Dress codes in Morocco are more nuanced than the blanket "cover up" advice suggests. In medinas, religious sites, and rural communities, covering shoulders and knees is a genuine sign of respect — not just a rule, but a courtesy that Moroccan hosts notice and appreciate. In beach resorts like Agadir or Essaouira, Western swimwear is completely normal and expected. In cities like Casablanca and Rabat, modern Moroccan urban dress is varied: jeans, T-shirts, and headscarves coexist without tension. The simplest approach: carry a lightweight scarf or shawl in your bag and use your judgment about context. Women who dress with basic modesty in medinas report significantly fewer unwanted interactions; this is an empirical observation rather than an endorsement of the underlying dynamic.

Bargaining in Moroccan souks is a cultural institution rather than an inconvenience, and approaching it as such makes the experience genuinely enjoyable. The initial quoted price for a carpet, leather bag, or ceramic piece is typically two to three times the price the seller expects to receive; beginning your counter-offer at roughly one-third of the asking price and negotiating toward the middle is the standard pattern. The key is to remain pleasant throughout — aggressive bargaining is considered rude, as is making an offer and then walking away if it is accepted (which is treated as a serious breach of faith). Bargaining does not apply in restaurants, supermarkets, pharmacies, or any shop with fixed price tags. At these places, pay what is on the label.
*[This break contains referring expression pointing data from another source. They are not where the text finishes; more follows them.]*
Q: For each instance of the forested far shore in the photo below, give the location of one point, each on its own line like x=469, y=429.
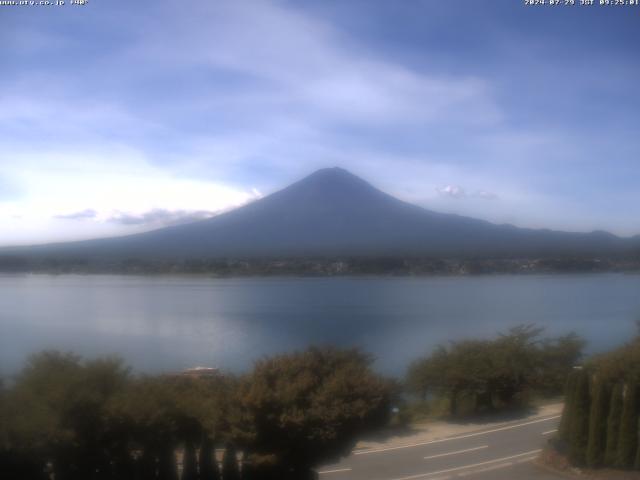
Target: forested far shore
x=338, y=266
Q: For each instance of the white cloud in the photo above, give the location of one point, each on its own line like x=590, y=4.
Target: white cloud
x=123, y=187
x=453, y=191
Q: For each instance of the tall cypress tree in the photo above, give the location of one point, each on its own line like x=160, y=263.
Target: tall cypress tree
x=628, y=439
x=565, y=422
x=208, y=463
x=230, y=469
x=579, y=427
x=613, y=426
x=598, y=424
x=189, y=463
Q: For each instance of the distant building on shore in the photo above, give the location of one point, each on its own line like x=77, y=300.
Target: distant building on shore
x=201, y=372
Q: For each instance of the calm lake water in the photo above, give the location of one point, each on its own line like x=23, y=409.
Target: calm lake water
x=169, y=323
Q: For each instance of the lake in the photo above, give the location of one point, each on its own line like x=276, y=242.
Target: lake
x=171, y=323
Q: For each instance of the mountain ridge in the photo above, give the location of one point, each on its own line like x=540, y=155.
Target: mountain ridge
x=335, y=213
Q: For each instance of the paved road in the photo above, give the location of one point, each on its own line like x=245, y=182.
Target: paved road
x=503, y=452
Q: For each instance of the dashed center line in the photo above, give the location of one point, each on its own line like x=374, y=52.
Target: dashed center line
x=466, y=467
x=459, y=437
x=456, y=452
x=337, y=470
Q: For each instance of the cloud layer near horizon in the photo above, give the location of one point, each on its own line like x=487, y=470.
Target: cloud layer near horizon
x=124, y=110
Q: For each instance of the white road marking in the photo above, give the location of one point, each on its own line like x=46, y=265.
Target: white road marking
x=466, y=467
x=337, y=470
x=460, y=437
x=456, y=452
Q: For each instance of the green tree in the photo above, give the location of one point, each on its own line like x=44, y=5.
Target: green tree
x=564, y=429
x=598, y=424
x=208, y=463
x=579, y=429
x=310, y=407
x=230, y=469
x=613, y=425
x=628, y=439
x=495, y=373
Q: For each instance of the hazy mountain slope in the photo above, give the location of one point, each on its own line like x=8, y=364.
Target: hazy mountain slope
x=333, y=212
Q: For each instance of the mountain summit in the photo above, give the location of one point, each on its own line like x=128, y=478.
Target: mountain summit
x=334, y=213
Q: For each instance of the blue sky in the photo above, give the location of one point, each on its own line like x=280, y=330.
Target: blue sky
x=117, y=116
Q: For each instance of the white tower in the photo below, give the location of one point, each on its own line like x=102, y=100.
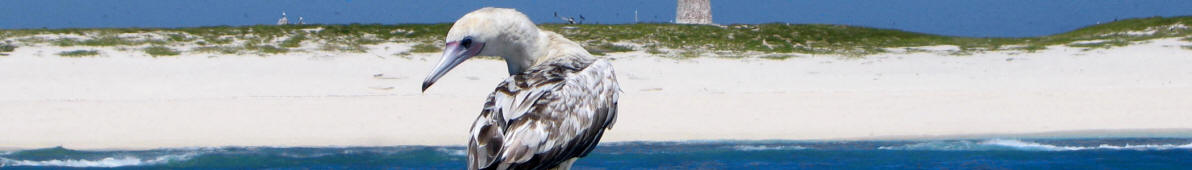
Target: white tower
x=283, y=20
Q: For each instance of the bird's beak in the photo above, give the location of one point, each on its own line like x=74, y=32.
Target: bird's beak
x=453, y=55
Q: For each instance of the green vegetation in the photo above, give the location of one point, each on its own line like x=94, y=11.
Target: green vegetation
x=663, y=39
x=161, y=51
x=7, y=48
x=79, y=54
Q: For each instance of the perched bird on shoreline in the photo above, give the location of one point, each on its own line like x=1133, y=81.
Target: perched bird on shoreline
x=553, y=107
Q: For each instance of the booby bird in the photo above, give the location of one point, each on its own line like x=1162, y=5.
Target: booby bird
x=553, y=107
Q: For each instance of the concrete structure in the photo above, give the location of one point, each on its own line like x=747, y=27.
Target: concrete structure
x=693, y=12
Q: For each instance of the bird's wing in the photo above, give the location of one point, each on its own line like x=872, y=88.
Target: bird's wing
x=553, y=112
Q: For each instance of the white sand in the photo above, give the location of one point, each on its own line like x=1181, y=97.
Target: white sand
x=128, y=100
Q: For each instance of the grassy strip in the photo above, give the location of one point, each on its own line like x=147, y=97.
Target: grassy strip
x=161, y=51
x=678, y=41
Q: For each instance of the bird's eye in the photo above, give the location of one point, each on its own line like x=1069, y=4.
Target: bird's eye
x=466, y=43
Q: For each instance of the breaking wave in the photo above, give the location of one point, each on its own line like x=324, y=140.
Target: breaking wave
x=1019, y=145
x=767, y=148
x=109, y=162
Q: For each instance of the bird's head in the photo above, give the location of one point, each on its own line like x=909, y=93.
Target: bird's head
x=488, y=31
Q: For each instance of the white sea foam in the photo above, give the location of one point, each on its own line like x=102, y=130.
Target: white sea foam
x=110, y=162
x=1011, y=144
x=764, y=148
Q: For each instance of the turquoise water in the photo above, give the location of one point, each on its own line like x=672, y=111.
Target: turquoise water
x=974, y=153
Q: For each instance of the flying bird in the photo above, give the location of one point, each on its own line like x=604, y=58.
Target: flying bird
x=553, y=107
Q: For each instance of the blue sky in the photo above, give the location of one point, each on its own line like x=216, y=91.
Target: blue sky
x=972, y=18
Morocco's intercity transport network is better than most first-time visitors expect. The ONCF rail network connects Casablanca, Rabat, Meknes, Fez, Tangier, and Marrakech with comfortable, punctual trains — the Casablanca to Marrakech high-speed train (Al Boraq) covers 320 kilometres in two hours and fifteen minutes. CTM buses cover destinations the train does not reach, including Ouarzazate, Agadir, and Essaouira, with reserved seats, air conditioning, and reliable schedules. Grand taxis — shared long-distance taxis that fill with six passengers before departing — connect smaller towns and offer flexibility that buses cannot. Within cities, petit taxis (colour-coded by city) are metered; always insist the driver uses the meter, or agree a price before departure.
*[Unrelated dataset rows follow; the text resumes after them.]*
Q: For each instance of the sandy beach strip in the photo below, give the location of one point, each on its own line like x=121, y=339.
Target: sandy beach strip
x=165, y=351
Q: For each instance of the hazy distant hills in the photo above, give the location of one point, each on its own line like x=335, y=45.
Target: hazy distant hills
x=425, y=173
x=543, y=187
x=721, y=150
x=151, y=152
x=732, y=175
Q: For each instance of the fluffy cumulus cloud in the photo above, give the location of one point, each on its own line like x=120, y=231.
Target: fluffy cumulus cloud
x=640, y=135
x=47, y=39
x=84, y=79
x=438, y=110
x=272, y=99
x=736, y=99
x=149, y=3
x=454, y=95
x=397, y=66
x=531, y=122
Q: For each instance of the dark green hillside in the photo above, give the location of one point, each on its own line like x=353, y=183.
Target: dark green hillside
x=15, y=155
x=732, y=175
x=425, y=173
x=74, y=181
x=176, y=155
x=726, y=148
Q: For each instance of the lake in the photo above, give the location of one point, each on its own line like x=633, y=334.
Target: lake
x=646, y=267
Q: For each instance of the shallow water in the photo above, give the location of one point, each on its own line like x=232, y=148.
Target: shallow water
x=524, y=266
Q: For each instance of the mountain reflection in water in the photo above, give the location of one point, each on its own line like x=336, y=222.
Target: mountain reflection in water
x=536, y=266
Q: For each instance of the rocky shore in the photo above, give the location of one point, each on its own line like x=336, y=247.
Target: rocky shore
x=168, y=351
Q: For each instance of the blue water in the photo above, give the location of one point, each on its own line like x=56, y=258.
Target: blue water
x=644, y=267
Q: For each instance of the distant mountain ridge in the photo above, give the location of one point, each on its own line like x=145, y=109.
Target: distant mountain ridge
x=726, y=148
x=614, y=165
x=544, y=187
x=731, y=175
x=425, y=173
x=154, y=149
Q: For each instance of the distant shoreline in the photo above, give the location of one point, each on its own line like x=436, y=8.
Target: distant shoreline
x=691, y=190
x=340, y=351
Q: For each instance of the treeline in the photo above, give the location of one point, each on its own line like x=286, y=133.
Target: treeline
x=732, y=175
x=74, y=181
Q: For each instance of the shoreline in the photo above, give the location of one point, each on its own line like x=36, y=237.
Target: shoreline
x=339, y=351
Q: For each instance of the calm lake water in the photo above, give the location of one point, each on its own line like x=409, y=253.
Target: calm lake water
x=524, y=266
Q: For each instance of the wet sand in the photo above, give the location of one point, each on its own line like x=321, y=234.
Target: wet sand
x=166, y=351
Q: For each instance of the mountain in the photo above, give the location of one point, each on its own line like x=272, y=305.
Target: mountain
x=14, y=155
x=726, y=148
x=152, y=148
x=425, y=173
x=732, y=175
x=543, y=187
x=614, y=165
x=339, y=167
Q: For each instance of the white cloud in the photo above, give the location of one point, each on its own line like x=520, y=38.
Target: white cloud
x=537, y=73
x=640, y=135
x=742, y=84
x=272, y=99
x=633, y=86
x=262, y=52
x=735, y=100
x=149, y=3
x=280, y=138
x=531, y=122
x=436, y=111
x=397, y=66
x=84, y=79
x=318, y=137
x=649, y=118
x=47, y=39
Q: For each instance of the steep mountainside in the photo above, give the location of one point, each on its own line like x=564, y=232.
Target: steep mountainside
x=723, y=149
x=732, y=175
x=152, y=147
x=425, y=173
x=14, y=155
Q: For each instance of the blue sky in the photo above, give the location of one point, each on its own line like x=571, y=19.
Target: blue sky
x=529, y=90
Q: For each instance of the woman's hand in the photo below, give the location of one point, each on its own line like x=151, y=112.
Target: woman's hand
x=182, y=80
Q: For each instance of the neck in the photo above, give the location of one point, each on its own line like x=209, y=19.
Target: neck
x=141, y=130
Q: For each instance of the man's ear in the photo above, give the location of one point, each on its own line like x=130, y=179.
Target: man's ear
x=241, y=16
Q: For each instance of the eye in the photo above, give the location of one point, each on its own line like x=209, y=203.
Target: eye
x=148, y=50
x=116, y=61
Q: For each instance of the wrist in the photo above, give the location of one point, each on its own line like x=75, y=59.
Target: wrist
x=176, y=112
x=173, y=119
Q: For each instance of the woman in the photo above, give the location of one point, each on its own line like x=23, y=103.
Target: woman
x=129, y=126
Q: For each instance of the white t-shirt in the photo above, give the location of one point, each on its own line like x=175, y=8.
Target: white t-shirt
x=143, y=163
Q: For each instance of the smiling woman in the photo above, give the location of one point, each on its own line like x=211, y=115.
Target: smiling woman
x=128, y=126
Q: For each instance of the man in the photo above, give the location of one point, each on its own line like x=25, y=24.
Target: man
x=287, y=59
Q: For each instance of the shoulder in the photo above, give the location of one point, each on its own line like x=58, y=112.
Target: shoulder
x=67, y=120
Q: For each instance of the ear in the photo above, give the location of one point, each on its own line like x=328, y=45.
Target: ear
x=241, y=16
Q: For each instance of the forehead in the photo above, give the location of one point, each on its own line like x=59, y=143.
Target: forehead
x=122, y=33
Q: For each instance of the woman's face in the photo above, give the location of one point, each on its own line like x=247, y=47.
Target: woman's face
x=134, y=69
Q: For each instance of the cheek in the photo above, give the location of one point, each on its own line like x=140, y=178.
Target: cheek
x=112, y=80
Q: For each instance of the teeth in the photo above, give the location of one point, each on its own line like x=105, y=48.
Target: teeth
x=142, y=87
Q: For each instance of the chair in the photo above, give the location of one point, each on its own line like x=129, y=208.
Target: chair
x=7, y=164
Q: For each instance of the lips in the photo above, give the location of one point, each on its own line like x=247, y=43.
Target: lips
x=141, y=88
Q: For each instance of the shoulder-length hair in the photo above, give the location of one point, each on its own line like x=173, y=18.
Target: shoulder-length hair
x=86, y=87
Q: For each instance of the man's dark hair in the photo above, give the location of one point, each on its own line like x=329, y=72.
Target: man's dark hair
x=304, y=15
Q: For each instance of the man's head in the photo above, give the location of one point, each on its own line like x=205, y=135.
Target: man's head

Morocco is consistently ranked among the safest countries in Africa and the Middle East, and the overwhelming majority of visitors experience no crime beyond minor inconvenience. The specific risks worth knowing about: in the medinas of Fez and Marrakech, unofficial "guides" who approach tourists unprompted and offer to show them around typically lead to carpet shops or leather stores where they earn commission; politely decline and hire licensed guides through your riad or the official Bureau des Guides. Petty theft from bags occurs in crowded areas — use a money belt or leave valuables in your riad safe. The approach road to some tourist sites has touts who can be persistent; a firm "la shokran" (no thank you) repeated without engagement is the effective response.
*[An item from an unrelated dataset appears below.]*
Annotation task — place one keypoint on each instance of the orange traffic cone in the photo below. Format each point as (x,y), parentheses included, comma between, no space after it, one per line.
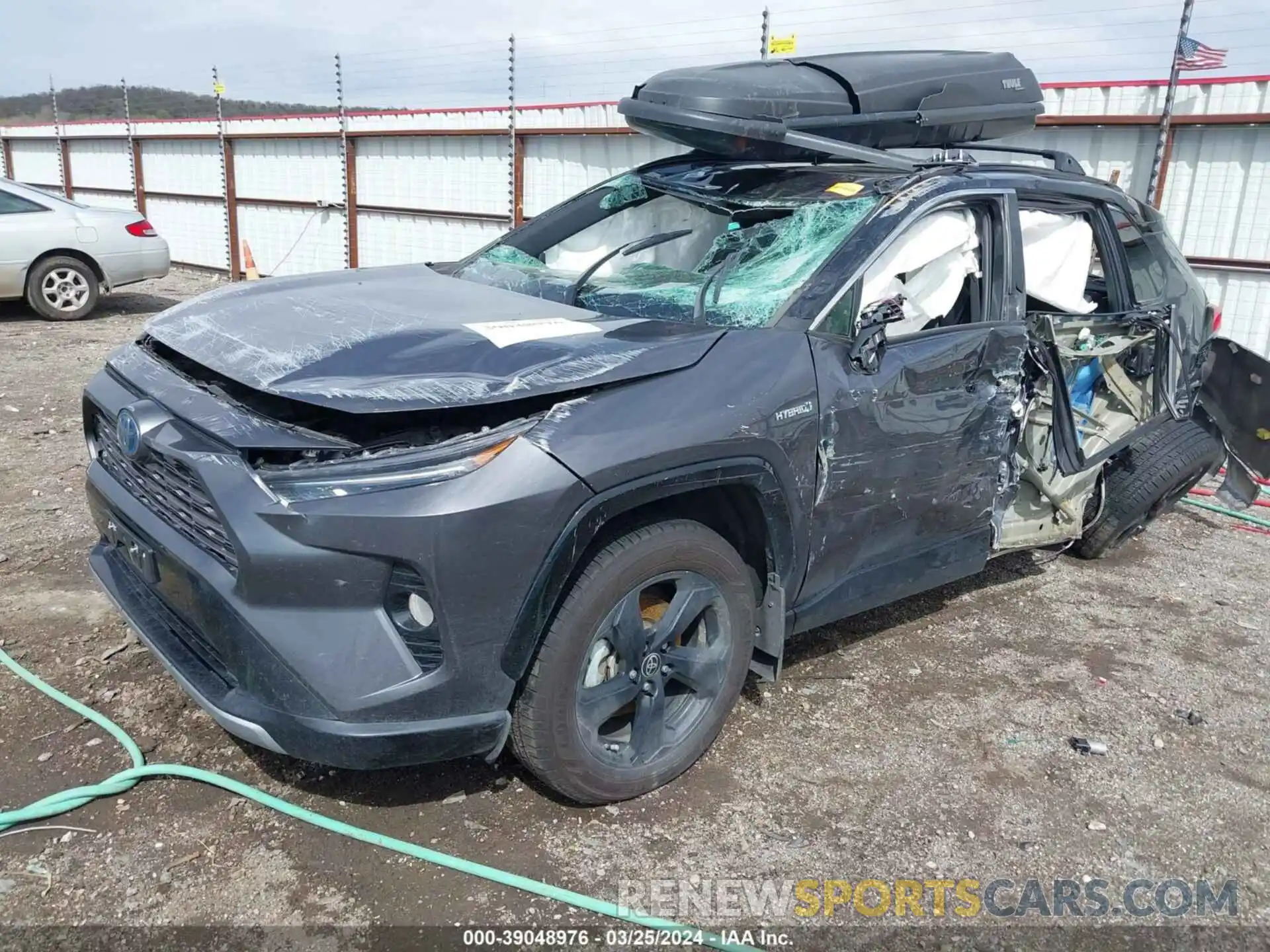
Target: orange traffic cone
(249,270)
Tipping in Morocco follows conventions worth knowing before you arrive so that you tip appropriately rather than either undertipping (which is noticed) or overtipping (which distorts local expectations). In restaurants, 10% of the bill is standard and appreciated; in local cafes, rounding up to the nearest 5 MAD is sufficient. Licensed guides expect 100-200 MAD per person per day for city tours; private drivers 50-100 MAD per day. Museum attendants who show you around unofficial areas typically expect 20-50 MAD. Hotel staff who carry bags or provide extra service, 20-30 MAD. None of these are mandatory obligations in the legal sense, but in a country where average monthly wages in the tourism sector run to 3,000-5,000 MAD, they represent a meaningful contribution. Morocco gives generously to its visitors — in hospitality, in beauty, in patience with the bewildered tourist standing in the wrong alley. Tipping well is one small way to give something back.